It’s certainly not unusual for collectivist lunacy to come from Illinois. After all, the State provides us with (unpleasant) entertainment in the form of a police superintendent who threatens to shoot legal gun owners while his city leads the nation in homicides. It is home to a terrorist adviser to the President (Bill Ayers). It claims as citizens such brilliant luminaries as the Rev. Jeremiah Wright, the felon Jesse Jackson Jr. (and his felonious wife), his race-hustling father Jesse Jackson, Rod Blagojevich (the fourth of the last seven Governors from the State convicted of corruption) and the illegal White House usurper and fascist in chief. And then there’s Al Capone, whose crimes pale in comparison to those of some of the State’s political class. There are, of course, many more. But space won’t allow me to name them all.
Now comes this from the State with the most restrictive gun laws in the Nation (and likely the most criminals): a bill to require registration for sellers and buyers of gold. Text from the bill reads:
Creates the Precious Metal Purchasing Act. Provides that a person who is in the business of purchasing precious metal shall obtain a proof of ownership, create a record of the sale, and verify the identity of the seller. Provides that a person who is in the business of purchasing precious metal shall not pay for the precious metal in cash and shall record the method of payment. Requires the purchaser to keep a record of the sale for one year or, if the purchase amount is over $500, for 5 years. Provides that a person who violates the Act is guilty of a petty offense and subject to a fine not exceeding $500. Provides that the Attorney General may inspect records, investigate an alleged violation, and take action to collect civil penalties.

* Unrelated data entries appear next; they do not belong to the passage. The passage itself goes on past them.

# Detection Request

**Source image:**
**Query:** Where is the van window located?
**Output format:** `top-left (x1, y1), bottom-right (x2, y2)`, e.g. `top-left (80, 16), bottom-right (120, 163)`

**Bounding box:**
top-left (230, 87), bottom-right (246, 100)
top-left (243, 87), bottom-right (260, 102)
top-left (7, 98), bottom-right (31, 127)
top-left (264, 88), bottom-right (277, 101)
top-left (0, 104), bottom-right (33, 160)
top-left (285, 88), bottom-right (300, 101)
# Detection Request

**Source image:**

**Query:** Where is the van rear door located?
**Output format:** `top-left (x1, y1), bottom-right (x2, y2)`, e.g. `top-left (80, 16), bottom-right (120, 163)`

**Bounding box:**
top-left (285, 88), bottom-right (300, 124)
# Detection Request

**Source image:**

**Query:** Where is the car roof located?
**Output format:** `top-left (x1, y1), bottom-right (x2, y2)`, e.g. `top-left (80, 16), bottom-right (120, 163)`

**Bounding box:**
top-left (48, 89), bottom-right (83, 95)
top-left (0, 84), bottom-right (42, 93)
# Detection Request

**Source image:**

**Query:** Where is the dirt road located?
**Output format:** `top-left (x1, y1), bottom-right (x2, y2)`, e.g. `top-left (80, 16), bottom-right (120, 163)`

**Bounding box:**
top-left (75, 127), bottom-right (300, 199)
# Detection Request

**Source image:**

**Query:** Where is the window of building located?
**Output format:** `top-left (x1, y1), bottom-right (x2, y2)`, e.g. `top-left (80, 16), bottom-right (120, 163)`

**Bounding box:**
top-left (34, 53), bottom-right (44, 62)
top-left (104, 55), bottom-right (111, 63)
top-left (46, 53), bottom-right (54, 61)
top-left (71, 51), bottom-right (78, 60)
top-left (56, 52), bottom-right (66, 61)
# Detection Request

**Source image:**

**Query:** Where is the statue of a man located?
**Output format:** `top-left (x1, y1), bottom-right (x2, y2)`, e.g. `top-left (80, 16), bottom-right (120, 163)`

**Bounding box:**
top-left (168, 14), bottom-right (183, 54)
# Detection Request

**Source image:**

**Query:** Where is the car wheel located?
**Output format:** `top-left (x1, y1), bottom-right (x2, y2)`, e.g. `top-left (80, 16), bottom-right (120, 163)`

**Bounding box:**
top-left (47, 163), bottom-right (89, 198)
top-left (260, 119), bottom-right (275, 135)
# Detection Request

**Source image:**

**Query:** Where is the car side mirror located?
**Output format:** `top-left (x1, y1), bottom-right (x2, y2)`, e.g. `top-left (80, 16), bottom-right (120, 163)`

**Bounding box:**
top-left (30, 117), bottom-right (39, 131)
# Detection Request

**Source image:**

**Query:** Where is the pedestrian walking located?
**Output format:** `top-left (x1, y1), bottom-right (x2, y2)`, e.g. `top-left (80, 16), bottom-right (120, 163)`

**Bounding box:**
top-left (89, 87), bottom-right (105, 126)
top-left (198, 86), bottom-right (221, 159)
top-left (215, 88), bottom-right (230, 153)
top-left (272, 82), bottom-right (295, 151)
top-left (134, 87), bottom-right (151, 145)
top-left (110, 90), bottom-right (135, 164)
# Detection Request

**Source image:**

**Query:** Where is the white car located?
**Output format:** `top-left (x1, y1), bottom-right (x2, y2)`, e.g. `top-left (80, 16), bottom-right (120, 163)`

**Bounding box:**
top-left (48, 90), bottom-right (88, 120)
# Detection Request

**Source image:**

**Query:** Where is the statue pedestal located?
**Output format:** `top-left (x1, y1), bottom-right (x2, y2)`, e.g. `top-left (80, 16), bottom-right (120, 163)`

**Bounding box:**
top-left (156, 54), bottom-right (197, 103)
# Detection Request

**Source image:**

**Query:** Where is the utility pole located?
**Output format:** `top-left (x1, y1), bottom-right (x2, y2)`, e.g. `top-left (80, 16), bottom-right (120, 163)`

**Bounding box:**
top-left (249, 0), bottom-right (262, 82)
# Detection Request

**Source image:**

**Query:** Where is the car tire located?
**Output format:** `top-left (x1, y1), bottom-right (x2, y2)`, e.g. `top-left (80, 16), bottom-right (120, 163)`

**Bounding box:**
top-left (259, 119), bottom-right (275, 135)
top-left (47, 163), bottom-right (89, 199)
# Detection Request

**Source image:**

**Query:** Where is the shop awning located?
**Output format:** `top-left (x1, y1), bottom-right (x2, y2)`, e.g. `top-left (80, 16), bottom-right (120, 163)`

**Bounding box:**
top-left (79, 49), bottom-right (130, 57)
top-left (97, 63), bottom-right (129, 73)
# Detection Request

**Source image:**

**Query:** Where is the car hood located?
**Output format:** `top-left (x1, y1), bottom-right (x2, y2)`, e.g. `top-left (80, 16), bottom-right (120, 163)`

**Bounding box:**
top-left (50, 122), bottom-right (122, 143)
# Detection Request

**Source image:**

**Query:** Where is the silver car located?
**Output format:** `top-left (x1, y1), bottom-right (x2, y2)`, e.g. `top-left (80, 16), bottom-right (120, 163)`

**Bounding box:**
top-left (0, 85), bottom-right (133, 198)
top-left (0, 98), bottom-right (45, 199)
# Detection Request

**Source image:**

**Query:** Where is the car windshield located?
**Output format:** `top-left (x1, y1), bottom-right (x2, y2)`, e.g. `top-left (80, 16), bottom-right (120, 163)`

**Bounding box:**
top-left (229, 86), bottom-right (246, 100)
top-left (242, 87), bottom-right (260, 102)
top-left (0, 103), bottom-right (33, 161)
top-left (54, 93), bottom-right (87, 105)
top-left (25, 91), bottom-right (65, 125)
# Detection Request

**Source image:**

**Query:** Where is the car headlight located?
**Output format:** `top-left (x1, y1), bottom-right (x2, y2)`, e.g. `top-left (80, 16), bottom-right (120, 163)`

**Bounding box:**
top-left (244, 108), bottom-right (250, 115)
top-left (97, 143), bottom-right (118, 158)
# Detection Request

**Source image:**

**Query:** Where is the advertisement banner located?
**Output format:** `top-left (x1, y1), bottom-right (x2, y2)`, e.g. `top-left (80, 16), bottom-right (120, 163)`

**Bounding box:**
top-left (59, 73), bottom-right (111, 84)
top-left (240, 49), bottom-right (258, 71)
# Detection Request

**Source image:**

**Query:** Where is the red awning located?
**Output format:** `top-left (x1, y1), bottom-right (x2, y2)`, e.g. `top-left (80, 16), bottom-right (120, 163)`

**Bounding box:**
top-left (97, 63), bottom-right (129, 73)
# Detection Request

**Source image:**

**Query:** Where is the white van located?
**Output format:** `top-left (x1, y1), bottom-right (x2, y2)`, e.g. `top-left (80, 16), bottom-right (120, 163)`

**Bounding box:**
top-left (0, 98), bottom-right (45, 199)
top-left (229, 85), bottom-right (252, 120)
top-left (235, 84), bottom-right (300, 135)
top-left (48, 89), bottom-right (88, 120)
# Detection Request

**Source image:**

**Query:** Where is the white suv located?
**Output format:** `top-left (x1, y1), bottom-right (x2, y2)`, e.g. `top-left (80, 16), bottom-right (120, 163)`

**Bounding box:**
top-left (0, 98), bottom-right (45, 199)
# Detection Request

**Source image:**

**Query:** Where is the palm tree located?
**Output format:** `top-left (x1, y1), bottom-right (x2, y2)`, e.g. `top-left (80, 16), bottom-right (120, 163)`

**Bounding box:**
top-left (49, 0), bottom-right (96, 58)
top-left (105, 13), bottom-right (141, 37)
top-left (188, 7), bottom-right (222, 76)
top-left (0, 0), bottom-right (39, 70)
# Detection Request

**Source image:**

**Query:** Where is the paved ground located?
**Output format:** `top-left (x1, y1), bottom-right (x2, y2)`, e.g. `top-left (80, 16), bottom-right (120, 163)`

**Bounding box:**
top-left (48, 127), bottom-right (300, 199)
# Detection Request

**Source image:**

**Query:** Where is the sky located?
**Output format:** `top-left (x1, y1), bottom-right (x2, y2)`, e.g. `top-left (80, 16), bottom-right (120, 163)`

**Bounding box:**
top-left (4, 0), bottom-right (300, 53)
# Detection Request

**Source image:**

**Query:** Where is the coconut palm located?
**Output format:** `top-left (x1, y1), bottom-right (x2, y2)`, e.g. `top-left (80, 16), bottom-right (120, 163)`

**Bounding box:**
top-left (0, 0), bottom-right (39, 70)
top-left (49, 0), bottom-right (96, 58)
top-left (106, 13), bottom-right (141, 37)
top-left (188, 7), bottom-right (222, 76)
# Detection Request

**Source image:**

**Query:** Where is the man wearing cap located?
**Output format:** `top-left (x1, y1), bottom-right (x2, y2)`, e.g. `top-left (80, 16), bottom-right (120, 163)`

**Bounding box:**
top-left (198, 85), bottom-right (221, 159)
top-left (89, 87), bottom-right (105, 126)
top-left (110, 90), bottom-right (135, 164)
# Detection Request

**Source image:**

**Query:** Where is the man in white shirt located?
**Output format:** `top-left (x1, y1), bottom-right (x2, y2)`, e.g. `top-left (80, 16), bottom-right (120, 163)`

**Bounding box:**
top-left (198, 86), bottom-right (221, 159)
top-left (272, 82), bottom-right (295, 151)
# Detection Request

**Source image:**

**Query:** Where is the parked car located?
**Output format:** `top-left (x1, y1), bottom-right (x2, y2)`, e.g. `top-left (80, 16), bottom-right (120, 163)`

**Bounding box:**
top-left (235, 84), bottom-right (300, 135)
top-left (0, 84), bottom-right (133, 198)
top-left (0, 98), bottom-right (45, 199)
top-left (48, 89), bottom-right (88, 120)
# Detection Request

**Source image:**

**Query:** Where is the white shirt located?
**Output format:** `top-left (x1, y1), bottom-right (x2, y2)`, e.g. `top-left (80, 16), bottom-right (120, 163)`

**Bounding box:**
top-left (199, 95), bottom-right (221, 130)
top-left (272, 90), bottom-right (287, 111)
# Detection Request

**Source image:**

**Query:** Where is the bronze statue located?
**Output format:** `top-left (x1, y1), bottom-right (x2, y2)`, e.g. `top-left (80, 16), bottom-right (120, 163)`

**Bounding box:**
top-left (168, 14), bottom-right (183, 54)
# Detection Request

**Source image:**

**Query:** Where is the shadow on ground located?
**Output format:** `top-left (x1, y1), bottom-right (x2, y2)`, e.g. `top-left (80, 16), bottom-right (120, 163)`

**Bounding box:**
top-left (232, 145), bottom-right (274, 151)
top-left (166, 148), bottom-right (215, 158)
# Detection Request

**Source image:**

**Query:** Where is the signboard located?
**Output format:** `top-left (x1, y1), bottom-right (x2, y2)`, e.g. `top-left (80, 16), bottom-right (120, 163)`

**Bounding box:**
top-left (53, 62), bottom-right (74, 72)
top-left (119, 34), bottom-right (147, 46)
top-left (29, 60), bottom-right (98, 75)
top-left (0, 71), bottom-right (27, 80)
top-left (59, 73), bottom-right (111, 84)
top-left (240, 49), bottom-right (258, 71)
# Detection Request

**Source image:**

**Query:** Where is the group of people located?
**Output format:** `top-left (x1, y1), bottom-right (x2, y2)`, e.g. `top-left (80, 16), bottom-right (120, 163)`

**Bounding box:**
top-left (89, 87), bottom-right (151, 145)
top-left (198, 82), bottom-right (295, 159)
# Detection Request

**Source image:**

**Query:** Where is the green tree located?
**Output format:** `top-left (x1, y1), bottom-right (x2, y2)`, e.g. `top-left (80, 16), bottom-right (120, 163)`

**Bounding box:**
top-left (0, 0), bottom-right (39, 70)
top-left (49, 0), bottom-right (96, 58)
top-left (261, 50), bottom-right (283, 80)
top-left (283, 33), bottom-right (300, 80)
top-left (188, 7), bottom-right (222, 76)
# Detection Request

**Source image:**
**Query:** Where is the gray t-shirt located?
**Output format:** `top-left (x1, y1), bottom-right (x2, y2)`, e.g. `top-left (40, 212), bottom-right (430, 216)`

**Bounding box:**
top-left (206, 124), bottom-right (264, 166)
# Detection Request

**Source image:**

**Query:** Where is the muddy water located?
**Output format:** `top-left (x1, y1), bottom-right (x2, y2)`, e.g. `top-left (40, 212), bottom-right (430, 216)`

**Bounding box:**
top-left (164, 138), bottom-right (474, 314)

This ordinance is similar to a bill passed in Houston two weeks ago that required gold-buying businesses to photograph and fingerprint those bringing in gold to sell, photograph the items being sold and maintain an online database of the transactions.
The elites hate gold in the hands of the proles, as it demonstrates a growing recognition that the façade of government finance is collapsing. Elites say gold isn’t money. Meanwhile, central banks around the world are snapping up gold as fast as they can transport it; some nations are trying to get their gold out of the United States; and, back home, the regime is laying the groundwork for gold registration a little at a time. It’s all about gradualism, as I have warned you before.